O perfil do paciente que utiliza a cannabis medicinal no
Brasil é de 45 anos de idade, sendo a maioria mulheres. A geração X, das pessoas com 40 a 59 anos, apresenta a maior
demanda do país em relação à importação dos produtos derivados de cannabis.
Vários percalços foram superados, como a liberação
da distribuição e venda de produtos terapêuticos à base da
substância em farmácias; o tratamento à base de cannabis
oferecido pelo Sistema Único de Saúde (SUS) para algumas
(ainda que poucas) condições médicas em âmbito municipal
e estadual; e, mais recentemente, a importação, por parte
de empresas, de sementes e o cultivo do cânhamo industrial
(que contém baixo teor de tetrahidrocanabinol, o THC). Com
isso, 2025 se apresenta como um ano promissor no que diz
respeito a novos tratamentos e pesquisas no Brasil.

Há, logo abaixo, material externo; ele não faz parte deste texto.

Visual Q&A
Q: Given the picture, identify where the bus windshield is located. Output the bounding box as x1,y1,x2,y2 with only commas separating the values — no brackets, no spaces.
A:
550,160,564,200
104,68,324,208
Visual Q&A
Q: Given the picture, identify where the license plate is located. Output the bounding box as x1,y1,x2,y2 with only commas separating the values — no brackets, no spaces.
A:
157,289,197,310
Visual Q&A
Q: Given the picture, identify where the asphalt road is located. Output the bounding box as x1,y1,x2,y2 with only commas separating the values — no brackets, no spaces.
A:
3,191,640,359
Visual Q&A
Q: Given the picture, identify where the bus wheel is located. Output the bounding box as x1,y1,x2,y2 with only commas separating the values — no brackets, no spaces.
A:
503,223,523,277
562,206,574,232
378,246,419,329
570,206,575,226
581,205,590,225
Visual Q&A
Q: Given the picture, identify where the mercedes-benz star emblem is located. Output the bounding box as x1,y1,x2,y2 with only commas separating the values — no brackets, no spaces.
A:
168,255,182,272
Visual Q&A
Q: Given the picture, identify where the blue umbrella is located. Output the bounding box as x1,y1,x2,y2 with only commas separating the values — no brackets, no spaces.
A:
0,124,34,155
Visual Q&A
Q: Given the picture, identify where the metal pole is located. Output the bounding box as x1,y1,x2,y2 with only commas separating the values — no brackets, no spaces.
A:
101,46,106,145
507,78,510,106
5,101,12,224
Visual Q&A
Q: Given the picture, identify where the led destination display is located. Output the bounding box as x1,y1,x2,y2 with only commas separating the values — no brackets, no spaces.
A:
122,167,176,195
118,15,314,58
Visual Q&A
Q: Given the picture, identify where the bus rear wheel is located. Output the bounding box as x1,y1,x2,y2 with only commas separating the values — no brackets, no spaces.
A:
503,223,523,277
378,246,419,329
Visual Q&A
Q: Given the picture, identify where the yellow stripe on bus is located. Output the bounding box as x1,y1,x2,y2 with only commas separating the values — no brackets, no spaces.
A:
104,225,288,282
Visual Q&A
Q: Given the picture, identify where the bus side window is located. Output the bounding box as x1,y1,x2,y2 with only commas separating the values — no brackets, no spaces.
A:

Alguns projetos têm sido realizados por 40 instituições
– geralmente universidades – ao redor de todo o país. Destacam-se as regiões Sudeste e Sul, que apresentam a maior
parte das instituições e dos estudos até o momento.
Quanto às importações, mais de 400 empresas enviaram
seus produtos para o país, cabendo à Agência Nacional de
Vigilância Sanitária (Anvisa) o papel de analisar as autorizações dos medicamentos em seu país de origem.
Para os próximos anos, o setor da cannabis medicinal
continuará em alta, de acordo com a consultoria Kaya Mind.
Segundo os especialistas, a previsão é de que o mercado
brasileiro no setor alcance R$ 1 bilhão até o fim deste ano.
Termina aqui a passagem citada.